His roots are as improbable as his later successes: His ancestors fled pogroms and settled in Texas thanks to the beneficence of Jacob Schiff and the Galveston Movement in the early 1900s. His mother and father were nonreligious, solidly middle-class, and later wealthy, sometimes striving to fit in, at other times proudly different. They lived almost the exact same number of days on this planet, most of them spent together. Taylor and his older brother were the first in their family to not speak Yiddish. The morphing, shifting, and adapting of Jewish identity within a dominant (and wildly antagonistic) culture may be the backbone of much anti-Semitism, but that survival forged the opportunity for Taylor, a self-described “tiptoe walker, a hand-flapper, a ninny under pressure and a shrieker when frightened or angry. A mortification,” to exist in the full complexity of his queer, bookish, atheist, Jewish and mildly autistic self.
Taylor’s accolades and critical acclaim are glowing to the point of suspicion, yet his career output isn’t exactly prolific. That contrast exists, it seems, due to Taylor’s careful handling of his subject matter. Hue and Cry is no exception, as Taylor recounts both tragedy and epiphany with the becalmed perspective of someone who has already lived a complete life. “Offered the chance to have life over again from the start, I know I’d say no,” he writes. “Young again? When the greatest satisfaction has been getting older? Young for what? To endure again the thousand natural shocks? When what I want now is to earn my grave? I’ve picked it out and the plot is paid for.”

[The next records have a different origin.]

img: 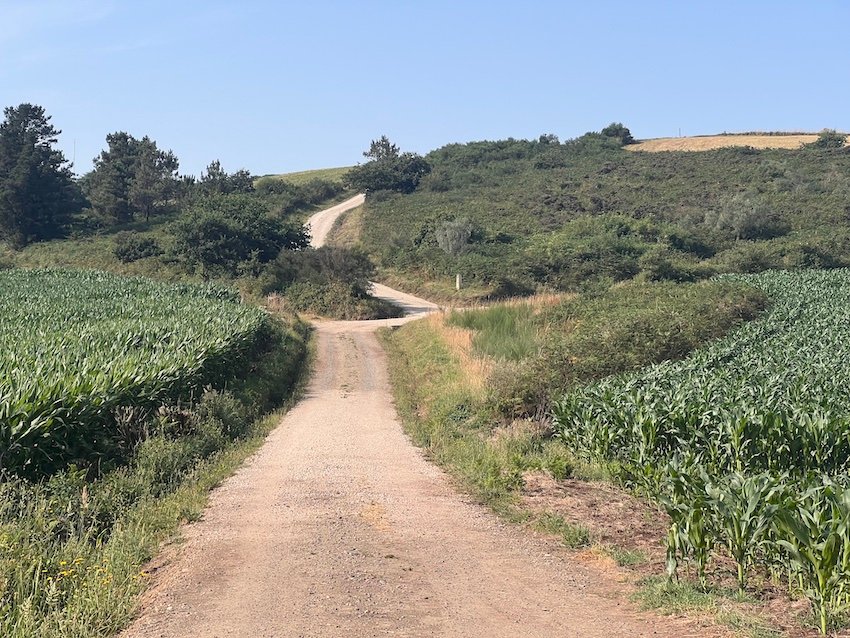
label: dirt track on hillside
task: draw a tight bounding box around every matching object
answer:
[117,198,706,638]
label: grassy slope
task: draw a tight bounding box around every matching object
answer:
[263,166,351,186]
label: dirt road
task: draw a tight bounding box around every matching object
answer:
[307,194,366,248]
[123,198,704,638]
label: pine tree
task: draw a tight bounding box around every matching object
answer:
[0,104,81,248]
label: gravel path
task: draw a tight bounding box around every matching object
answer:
[117,198,706,638]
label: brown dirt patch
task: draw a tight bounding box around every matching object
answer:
[522,472,670,571]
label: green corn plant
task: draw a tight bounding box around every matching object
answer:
[706,473,782,593]
[0,270,269,477]
[659,460,717,589]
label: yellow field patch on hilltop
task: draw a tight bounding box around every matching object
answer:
[626,133,818,153]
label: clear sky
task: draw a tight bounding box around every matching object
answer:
[0,0,850,175]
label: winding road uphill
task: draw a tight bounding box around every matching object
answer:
[123,196,706,638]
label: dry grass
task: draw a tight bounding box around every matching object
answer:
[626,133,818,153]
[426,312,494,394]
[272,166,351,186]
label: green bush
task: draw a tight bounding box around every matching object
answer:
[113,232,162,264]
[261,246,375,296]
[172,195,309,275]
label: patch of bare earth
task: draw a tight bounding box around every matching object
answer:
[522,472,670,573]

The literary quality of Hue and Cry, which tells its story without the constraints of linear chronology, is a clear result of Taylor’s life in books, not least of which is his work on Proust and Saul Bellow. That a deep relationship to fiction can make the “real” world more manageable is a sense shared by many readers, and Taylor’s memoir serves the same purpose. Even though he recounts lived events, they’re tinted by nostalgia and made literary in the style of their telling. “Literature […] existed to convince me that other people were as real as I was,” Taylor writes. With its delicate yet profound handling of a single year in a single life, Hue and Cry contributes to the difficult task of shaping a shared and empathetic reality.